Factions and fissions in the aftermath of the 2013 elections: why Italian politics never gets boring

2 comments

Estimated reading time: 5 minutes

The aftermath of the 2013 Italian elections produced a lengthy political stalemate between Italy’s main political parties before the formation of Enrico Letta’s coalition government. As Andrea Ceron writes, however, there are also intense rivalries within Italy’s political parties. Outlining a game-theoretic model of party factions, he assesses the effect of the elections and current developments on the stability of Italy’s main political parties, including the potential for a possible split to take place within the centre-left Partito Democratico (PD).

A few years ago the Italian Head of State, Giorgio Napolitano, said that Italian politics never gets boring. With sixty-one governments in sixty-seven years this claim comes as no surprise. However, this is just part of the story. What really makes Italian politics so interesting is the high level of factionalism and intra-party struggles that make the party system fluid and unstable. Large as well as small parties are often destabilised by factional strife which can manifest itself in party splits.

Matteo Renzi, Credit: Maryb60 (CC-BY-SA-3.0)
Matteo Renzi, Credit: Maryb60 (CC-BY-SA-3.0)

Just to recall an example, in July 2010 the conflict between the faction loyal to Silvio Berlusconi and the minority faction led by Gianfranco Fini wielded a split in the People of Freedom (PDL) party when the minority group broke away in response to sanctions imposed by the leadership.
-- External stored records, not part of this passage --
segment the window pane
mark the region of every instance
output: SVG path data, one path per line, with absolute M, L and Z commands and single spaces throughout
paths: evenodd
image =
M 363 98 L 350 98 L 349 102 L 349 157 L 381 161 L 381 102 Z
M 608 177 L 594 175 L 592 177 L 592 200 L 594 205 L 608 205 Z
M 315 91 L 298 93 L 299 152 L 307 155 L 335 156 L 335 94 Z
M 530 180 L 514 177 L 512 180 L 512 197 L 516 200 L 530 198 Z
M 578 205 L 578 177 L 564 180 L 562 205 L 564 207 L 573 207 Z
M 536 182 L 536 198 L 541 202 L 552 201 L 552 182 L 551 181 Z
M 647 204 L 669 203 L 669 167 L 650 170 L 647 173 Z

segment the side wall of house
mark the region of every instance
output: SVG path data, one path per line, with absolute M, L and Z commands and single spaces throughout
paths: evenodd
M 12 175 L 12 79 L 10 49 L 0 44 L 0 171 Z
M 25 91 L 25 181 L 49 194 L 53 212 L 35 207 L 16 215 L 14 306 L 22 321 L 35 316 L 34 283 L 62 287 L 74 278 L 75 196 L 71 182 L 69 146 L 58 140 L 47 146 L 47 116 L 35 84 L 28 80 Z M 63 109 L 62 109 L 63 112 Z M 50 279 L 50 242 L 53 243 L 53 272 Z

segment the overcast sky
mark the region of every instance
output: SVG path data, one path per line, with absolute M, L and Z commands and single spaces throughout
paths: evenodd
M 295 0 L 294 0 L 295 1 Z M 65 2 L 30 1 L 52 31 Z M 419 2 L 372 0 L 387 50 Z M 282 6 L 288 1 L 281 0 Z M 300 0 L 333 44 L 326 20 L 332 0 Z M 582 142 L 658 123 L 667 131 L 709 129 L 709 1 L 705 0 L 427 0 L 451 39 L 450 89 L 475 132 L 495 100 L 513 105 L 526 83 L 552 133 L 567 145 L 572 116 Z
This fission contributed to the dissolution of Berlusconi’s cabinet in 2011. Even in the aftermath of the 2013 elections, Italian journalists have been wondering whether a new party fission is in the air. Nowadays, all the Italian parties are dealing with rivalry and dissent between the leadership and the backbenchers. Although Italian parties try to hide this conflict, they often wash their dirty linen in public, sometimes even in streaming.

The Five Stars Movement (M5S) is a typical example. This party is organised according to strict internal rules that only allow for the expression of dissent in private, while inhibiting any public disagreement. Although they pretend to enact a fluid or deliberative form of web-democracy, with activists entitled to vote on-line on the party’s policies and strategy, the leader Beppe Grillo has the last word. Those who publicly criticise him are ‘free’ to decide whether to leave the party on their own or be sent off. Nevertheless, the decision to expel dissenting members is discussed by M5S representatives through live streaming that displays the existence of heterogeneous viewpoints.
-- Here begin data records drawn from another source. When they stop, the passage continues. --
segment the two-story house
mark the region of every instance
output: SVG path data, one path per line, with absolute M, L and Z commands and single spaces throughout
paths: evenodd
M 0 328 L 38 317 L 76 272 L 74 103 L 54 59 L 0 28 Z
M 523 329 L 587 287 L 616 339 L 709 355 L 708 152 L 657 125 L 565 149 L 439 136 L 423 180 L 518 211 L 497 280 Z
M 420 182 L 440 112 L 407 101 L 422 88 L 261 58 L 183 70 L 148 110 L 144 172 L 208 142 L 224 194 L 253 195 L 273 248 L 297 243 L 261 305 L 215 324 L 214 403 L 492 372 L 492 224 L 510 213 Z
Intra-party divisions are strong even inside the other two ‘personal’ parties that have long been considered homogenous and ‘allergic’ to dissenters: the Northern League (LN) and the PDL. The PDL always bears the risk of losing pieces, like before the elections when two right-wing groups broke away. The division inside the LN has grown after the corruption scandal that involved the founding father, Umberto Bossi, in April 2012. Bossi was dismissed but the new leader, Roberto Maroni, is continuously challenged by party members loyal to the old leader and from time to time the media has bet on the risk of a split between these two groups.

In turn, the Democratic Party (PD) is highly factionalised. We can enumerate no less than 12 (organised or disorganised) factions. The party, however, is proud of its heterogeneity, which is taken as a signal of a dynamic and democratic internal life. On any given day PD factions show their disagreements and quarrel over the current topic on the political agenda, directly, through social network sites, or indirectly, on television and newspapers.
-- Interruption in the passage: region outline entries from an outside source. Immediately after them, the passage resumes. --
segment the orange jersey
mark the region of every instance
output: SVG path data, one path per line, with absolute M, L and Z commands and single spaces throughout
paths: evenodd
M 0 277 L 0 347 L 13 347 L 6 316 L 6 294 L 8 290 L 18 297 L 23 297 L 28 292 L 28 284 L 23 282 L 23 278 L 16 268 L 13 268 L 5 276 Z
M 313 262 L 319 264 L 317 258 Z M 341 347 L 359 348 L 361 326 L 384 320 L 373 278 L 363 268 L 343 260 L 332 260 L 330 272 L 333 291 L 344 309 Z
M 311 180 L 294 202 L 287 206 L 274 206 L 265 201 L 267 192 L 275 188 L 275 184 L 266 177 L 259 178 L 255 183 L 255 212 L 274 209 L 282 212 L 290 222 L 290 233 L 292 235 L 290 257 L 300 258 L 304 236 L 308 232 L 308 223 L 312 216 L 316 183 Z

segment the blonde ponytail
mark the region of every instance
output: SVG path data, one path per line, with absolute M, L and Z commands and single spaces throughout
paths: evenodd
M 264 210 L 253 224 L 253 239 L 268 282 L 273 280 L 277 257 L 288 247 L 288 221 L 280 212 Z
The most striking fight took place during the election of the Head of State, when factional vetoes produced a stalemate as dozens of PD rebels voted against the party candidates, Franco Marini and Romano Prodi. The rebels justified their defection by blaming the grassroots for e-mail-bombing, but the pressure received via social media was only a pretext to cover factional bitterness.

All the Italian parties seem to walk on the edge of a fission. Which of them will split? Which not? In a recently published article I provide the tools to answer this question. I consider the party as a coalition of factions that compete against each other to take control of the party and maximise their share of payoffs while cooperating to produce the public good, i.e. party unity, which the leader is responsible for preserving. In light of this, I present a simple game-theoretic model that describes intra-party bargaining dynamics as an interplay between the party leader and the minority faction, in the shadow of party fission. Two elements affect the likelihood of a party split: the minority’s threat to break away and the leader’s attitude toward a compromise. These elements, in turn, are affected by the distribution of policy, office, and electoral payoffs, as well as party loyalty, intra-party rules, the electoral system, and the degree of party system competitiveness.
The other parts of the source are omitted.